26 juni 2024
Wanneer men vertrekt van een blote bodem, zonder enige vorm van vegetatie erop, dan blijft deze niet lang onbegroeid. De plantengroei verandert voortdurend. Successie is een ecologisch proces waarbij merkbare veranderingen plaatsvinden in de soortensamenstelling van planten binnen een bepaalde tijdspanne. De vegetatie evolueert en het eindstadium in onze streken is altijd een loofbos.
In de successie volgen verschillende stadia elkaar op:
Pioniers zijn overwegend éénjarige planten die kiemen, groeien en zaad vormen in hetzelfde seizoen. Ze vormen veel en licht zaad dat zich gemakkelijk verspreidt. Op deze manier kunnen ze snel een naakte en verstoorde bodem bedekken. Meestal zijn pioniers in de tuin ongewenst en worden ze bestempeld als onkruid. Bijvoorbeeld Melganzevoet en Perzikkruid.

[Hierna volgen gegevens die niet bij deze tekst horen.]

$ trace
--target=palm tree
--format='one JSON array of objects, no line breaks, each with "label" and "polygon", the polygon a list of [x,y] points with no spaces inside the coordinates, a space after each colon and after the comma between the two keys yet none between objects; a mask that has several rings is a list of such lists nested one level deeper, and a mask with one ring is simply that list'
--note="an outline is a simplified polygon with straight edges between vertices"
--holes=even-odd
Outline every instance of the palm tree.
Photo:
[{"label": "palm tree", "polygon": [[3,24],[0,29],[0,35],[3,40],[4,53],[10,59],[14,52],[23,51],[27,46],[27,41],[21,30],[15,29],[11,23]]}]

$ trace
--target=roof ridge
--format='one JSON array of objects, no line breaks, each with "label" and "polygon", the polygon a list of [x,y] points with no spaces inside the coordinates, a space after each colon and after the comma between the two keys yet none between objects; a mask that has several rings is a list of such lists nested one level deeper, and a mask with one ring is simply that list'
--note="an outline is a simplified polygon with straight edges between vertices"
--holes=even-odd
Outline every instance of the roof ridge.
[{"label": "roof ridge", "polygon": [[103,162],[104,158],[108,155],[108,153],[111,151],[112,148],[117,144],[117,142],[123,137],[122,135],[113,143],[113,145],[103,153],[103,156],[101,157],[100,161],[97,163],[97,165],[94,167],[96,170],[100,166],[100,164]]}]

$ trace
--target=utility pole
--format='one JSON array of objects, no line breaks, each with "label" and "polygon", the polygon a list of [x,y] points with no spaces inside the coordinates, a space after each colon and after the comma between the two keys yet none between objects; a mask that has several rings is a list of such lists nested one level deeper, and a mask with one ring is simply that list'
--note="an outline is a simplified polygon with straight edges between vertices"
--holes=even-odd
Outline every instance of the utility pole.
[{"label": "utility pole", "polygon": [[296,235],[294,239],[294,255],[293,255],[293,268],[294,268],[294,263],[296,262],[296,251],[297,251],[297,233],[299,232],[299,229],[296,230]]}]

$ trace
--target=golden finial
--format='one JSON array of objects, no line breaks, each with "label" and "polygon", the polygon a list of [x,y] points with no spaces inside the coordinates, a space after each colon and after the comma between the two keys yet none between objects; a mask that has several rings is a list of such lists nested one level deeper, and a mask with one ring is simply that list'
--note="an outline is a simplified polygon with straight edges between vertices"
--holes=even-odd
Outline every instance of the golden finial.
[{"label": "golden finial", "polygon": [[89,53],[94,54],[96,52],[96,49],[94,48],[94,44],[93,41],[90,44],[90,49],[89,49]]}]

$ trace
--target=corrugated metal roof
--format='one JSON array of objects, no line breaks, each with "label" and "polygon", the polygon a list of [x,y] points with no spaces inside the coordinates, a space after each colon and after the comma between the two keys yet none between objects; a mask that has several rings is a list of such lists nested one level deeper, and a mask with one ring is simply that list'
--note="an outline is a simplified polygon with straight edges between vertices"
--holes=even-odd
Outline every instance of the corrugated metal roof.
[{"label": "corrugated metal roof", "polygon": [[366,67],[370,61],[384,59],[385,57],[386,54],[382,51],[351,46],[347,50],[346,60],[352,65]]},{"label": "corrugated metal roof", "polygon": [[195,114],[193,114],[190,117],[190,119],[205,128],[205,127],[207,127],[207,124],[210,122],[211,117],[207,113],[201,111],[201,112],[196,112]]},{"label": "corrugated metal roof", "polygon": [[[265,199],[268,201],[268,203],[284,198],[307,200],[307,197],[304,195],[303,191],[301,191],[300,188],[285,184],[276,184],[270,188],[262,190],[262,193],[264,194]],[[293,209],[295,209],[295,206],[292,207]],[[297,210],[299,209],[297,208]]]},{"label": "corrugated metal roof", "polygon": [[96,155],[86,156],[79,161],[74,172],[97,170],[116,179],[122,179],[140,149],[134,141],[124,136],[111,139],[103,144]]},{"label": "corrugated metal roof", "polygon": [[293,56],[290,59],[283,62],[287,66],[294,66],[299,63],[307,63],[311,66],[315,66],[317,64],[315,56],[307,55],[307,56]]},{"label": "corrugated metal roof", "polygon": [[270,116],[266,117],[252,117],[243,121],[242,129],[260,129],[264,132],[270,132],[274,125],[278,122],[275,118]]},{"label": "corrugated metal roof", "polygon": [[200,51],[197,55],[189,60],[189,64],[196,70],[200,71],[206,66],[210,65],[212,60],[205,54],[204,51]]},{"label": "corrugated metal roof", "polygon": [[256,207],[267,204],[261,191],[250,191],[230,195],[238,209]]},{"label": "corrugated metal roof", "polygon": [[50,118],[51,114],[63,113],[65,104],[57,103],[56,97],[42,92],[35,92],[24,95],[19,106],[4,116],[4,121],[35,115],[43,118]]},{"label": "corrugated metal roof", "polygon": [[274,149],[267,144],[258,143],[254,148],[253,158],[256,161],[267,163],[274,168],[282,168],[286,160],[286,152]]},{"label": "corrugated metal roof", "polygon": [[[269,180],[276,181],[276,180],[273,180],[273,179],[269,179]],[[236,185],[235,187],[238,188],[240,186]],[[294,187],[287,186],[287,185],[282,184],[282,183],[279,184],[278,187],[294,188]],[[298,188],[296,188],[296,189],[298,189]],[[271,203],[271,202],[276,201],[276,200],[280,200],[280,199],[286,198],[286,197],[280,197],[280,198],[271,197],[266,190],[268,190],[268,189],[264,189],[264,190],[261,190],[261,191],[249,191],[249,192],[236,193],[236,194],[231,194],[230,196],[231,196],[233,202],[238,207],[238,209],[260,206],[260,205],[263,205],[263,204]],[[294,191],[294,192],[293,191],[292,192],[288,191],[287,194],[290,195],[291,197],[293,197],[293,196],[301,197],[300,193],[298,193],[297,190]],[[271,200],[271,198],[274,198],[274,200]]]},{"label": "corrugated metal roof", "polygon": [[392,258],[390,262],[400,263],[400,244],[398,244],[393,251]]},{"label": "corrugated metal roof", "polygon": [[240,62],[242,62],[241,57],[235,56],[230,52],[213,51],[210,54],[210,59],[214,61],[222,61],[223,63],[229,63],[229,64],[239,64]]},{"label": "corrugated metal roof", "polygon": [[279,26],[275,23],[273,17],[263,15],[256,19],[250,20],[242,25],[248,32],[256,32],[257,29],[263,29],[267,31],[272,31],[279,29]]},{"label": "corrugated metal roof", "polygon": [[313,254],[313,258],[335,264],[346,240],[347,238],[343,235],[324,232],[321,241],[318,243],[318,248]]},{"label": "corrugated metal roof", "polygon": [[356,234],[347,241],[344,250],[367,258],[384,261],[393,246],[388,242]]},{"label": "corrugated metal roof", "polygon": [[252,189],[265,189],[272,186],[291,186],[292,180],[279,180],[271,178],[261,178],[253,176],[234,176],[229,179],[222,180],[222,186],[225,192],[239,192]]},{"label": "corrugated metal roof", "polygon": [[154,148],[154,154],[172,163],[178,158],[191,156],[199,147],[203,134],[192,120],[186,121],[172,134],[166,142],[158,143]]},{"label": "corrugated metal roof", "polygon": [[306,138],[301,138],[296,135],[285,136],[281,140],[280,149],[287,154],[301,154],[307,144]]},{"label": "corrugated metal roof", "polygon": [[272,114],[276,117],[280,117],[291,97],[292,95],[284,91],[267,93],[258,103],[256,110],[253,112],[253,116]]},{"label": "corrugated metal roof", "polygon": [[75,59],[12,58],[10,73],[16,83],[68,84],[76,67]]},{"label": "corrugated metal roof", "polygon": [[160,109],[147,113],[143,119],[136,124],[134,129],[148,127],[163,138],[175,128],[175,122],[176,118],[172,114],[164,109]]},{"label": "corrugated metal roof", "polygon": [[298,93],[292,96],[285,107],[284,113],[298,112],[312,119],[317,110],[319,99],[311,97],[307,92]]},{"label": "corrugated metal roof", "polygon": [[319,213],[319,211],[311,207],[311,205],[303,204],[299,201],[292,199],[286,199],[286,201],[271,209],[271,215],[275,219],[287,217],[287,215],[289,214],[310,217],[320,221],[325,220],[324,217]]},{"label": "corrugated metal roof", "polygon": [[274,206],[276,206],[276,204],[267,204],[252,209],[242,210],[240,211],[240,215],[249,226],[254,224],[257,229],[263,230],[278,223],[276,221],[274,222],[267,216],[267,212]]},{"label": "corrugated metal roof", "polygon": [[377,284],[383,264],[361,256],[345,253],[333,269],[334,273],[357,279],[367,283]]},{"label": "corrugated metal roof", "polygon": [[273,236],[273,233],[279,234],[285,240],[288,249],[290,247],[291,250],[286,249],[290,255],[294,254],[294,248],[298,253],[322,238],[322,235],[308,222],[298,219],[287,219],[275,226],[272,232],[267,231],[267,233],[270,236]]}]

Na een tijd evolueert de pioniersvegetatie naar graslandvegetatie. Meestal gebeurt dit na één groeiseizoen. Grassen zijn meerjarig, kiemen trager en wortelen dieper dan de pioniersvegetatie. Ze vormen een dichte grasmat die ondoordringbaar is voor de wortels van de pioniers waardoor deze verdwijnen. Naast grassen vindt men ook graslandplanten, die ook meerjarig zijn, en waarvan hun bouw aangepast is aan het leven in een dichte grasmat. Graslandplanten, zoals bijvoorbeeld Margriet en Duizendblad hebben dikwijls een bladrozet waarmee ze schaduw werpen op het gras dat rond hun heen groeit. Hiermee houden ze de grassen op een afstand.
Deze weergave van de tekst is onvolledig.